Looking back at our journey thus far, I dare to state that the path we chose to walk on was the only possible path for Trensition to increase the probability of success of our company in the long term. Sticking to the plan made it possible to celebrate certain milestones:
- Our document database grew from hundreds of thousands of documents in late 2019 to hundreds of millions of documents in mid-2023. That's a 1000-fold increase. As a result of some recent developments, we will likely scale again by a factor of 10 by the end of 2024.
- Since late 2019, our trend database has grown exponentially from 100 to over 2000 trends by mid-2023, which is a 20-fold increase. Thanks to our recent internal research projects exploring the potential of generative AI, we are looking forward to scaling this up to tens of thousands of trends in the near future.
- We found suboptimal but relatively simple solutions for some hard NLP problems, eliminating the need to build complex models that take ages to calculate and only offer a marginal improvement.
A lot of minor and major mistakes were made before the successes, but we learned how to minimize their negative impact.
For example, because of a lack of experience, we underestimated the time and cost needed to build and manage the large data volumes we are currently dealing with. It posed some serious challenges in terms of required human labor for management and computational resources for storage and processing. But up to now, we have been able to scale our systems in a cost and time-efficient way and automate the most costly and time-demanding data management tasks.
We realize that scaling our systems will remain a challenge in the future. If we want to continue handling more data and improve the insights provided on our strategic intelligence platform, we will need to keep our innovative mindset to find relatively simple solutions for complex problems.

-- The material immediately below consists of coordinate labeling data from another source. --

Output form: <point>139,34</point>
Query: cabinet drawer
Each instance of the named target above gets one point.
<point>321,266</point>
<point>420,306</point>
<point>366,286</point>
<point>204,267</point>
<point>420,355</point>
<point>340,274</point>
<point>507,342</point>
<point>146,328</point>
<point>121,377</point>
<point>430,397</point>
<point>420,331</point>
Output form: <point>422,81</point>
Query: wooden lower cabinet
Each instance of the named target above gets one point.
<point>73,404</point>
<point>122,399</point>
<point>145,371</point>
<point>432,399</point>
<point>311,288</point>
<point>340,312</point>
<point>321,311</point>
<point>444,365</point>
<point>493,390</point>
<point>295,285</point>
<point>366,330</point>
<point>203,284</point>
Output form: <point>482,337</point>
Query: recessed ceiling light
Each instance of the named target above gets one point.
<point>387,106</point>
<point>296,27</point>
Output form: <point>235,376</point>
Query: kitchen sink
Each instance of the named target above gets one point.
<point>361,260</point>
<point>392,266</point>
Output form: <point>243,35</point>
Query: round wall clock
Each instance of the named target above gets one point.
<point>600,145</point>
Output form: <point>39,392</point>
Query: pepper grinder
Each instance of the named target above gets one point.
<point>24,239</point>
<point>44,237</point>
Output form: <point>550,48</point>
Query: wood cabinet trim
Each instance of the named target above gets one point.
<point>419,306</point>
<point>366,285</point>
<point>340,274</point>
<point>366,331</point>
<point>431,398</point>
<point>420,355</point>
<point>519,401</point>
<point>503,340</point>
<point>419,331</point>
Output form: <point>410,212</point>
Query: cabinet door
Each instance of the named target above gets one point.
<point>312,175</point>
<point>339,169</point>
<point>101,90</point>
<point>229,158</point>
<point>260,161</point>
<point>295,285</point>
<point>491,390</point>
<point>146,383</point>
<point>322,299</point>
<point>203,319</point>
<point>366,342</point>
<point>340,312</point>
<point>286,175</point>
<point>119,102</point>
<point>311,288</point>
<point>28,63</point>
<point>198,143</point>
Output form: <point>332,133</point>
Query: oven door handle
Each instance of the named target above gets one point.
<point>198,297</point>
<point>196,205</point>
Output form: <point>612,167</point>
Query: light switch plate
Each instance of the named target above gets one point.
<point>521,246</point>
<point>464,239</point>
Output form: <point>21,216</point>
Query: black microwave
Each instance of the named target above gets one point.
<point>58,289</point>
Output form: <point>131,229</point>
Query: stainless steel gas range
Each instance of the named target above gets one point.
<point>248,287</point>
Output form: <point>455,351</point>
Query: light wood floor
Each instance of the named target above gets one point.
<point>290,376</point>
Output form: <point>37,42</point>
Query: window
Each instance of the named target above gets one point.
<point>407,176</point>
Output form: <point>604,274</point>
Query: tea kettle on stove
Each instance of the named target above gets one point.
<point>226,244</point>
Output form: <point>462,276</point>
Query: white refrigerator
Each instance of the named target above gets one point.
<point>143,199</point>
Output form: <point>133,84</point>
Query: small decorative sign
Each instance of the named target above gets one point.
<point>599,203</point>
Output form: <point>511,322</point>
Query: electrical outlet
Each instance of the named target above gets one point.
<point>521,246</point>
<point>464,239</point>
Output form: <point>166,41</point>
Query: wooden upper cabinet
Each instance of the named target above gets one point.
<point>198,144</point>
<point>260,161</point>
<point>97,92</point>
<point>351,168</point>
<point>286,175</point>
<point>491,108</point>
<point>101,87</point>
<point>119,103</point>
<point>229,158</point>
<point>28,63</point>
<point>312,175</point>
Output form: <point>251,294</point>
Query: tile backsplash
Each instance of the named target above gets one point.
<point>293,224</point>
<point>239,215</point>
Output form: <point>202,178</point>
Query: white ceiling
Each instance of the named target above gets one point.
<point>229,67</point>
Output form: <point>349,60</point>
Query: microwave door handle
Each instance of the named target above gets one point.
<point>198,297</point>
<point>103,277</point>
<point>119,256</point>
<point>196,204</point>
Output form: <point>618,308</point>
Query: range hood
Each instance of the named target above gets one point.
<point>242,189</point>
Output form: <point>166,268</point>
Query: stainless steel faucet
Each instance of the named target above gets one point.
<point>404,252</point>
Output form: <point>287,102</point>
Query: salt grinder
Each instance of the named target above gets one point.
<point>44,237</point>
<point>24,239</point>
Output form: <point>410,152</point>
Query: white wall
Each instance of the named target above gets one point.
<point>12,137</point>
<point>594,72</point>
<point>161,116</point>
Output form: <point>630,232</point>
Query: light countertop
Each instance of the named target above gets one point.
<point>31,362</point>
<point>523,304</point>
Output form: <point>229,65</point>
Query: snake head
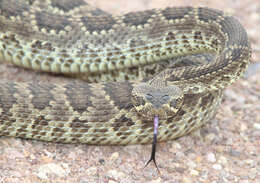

It also means that we must better anticipate what's to come and focus more on data management than we already do today.
Takeaways
First data and then solutions. As an early-stage AI company, it's important to put data (quality) management at your company's core. Dare to make bold decisions when building your data management strategy and anticipate the future, even if it means that you will temporarily move slower than your competitors who decided to take the fast and easy lane. Faster rarely equals better, certainly not in AI, where qualitative data is key.
First focus on data and then, and only then, start building your solutions
Don't try to automate data management tasks from the start just for the sake of automation. Be sure that you first fully understand the data and the related processes.
Building valuable AI solutions for your customers implicitly means that you will also have to build AI solutions for yourself to automate (part of your) data management tasks.